My assigned summer reading before college was Ivan Illich’s book, Deschooling Society. That was 1970.

Before I graduated, I had read John Holt, Jonathan Kozol, and Herbert Kohl. As I moved into the classroom, these people shaped me as a teacher. At least in my head.

Yet, the system often wore me down.

That’s not an excuse, though I know it sounds like one. Fitting a square peg in a round hole isn’t easy. So I struggled to find ways to move around the structure and give choice to my curriculum and flexibility to my teaching style.

But now as I look back, I see that I was afraid. I was fearful of breaking rules, coloring outside the lines, of teaching in ways I knew would most benefit my kids.
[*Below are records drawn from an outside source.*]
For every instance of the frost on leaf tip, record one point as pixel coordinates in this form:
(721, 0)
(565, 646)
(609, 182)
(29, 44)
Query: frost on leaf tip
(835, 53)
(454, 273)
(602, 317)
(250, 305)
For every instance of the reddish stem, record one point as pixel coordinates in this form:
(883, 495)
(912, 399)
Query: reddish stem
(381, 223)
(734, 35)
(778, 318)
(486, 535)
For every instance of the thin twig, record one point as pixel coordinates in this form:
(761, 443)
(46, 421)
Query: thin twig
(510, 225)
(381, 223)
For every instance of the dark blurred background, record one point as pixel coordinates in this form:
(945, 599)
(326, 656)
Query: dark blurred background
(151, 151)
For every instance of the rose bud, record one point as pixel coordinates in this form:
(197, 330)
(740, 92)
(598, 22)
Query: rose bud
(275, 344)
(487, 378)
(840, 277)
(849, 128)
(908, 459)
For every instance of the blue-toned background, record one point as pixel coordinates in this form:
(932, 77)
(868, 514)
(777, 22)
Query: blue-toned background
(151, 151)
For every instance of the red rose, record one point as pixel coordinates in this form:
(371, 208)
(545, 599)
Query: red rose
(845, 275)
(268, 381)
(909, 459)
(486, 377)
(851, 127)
Mostly, I felt alone. That was before the internet. Before learning communities. Before transparency. It was difficult to find like-minded people who shared my philosophy or desire to practice differently.
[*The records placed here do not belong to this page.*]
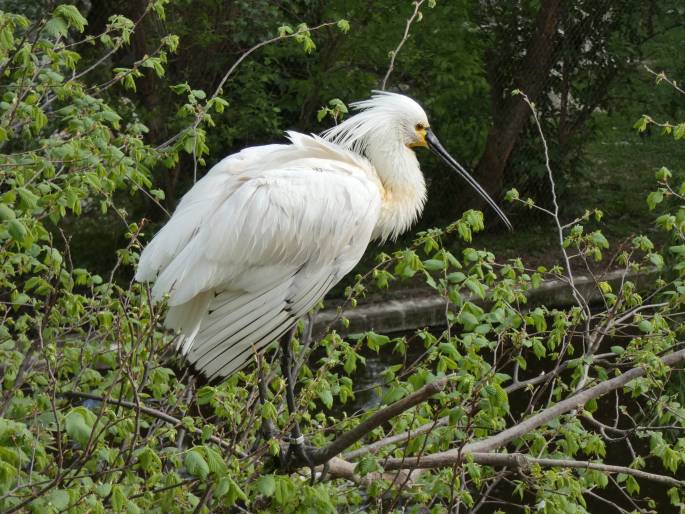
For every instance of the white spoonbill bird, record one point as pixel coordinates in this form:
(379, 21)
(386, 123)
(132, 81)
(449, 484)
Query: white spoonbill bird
(260, 240)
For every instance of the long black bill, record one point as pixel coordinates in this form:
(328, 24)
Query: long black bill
(440, 151)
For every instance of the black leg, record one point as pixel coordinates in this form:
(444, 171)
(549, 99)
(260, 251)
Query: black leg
(296, 444)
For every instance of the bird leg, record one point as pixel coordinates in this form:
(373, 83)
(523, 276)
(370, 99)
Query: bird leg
(267, 425)
(297, 445)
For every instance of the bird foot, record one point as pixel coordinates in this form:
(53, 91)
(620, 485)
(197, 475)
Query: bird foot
(300, 453)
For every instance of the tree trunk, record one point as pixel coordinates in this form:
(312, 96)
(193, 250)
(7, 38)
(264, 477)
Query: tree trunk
(510, 114)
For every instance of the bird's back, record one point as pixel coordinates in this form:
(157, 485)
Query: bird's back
(257, 243)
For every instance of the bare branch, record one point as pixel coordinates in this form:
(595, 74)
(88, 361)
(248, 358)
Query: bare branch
(393, 53)
(154, 413)
(506, 436)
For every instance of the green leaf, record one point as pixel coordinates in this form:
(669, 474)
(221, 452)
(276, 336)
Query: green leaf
(77, 428)
(344, 26)
(265, 485)
(654, 198)
(17, 230)
(72, 15)
(326, 396)
(6, 213)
And then my world changed.

In 1986 I bought my first computer. A few years later, I began to use computers with students. A Mac to layout our school newspaper, a PC with PowerPoint to enable kids to create presentations, the text-based world wide web that allowed me to chat with someone in Switzerland one day. My teaching didn’t change overnight, and moving to an independent school did give me more flexibility. But having access to technology and the internet is what truly affected my teaching practice.
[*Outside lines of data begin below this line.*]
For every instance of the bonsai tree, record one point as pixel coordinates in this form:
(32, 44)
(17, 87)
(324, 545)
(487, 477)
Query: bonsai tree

Jump forward to 2004, and suddenly I was blogging. And finding community. And support.

You know the rest of the story…because it is also your story. The connections have allowed us to find each other. Networking has enabled us to garner support for our “radical” ideas (tell that to Ivan).

My last year in the classroom helped me change even more.

A conversation with my cousin this summer validated my feelings. Her children attended a high school that requires no set curriculum and no grades. This is my niece’s second year in college. And although she struggled somewhat to convince colleges of her merit (she had no traditional AP courses or typical transcript from a standard school), her personal interview and portfolio sold her colleges and gained her acceptance into her school of choice. Her recent Facebook status read: I LOVE my college.

Freedom to learn works. Illich said this in 1971:

educational webs which heighten the opportunity for each one to transform each moment of his living into one of learning, sharing, and caring

Pretty amazing, huh?

We are better together. That’s the mission statement for Powerful Learning Practice, the folks I’m working with now. It’s like I’ve come full circle.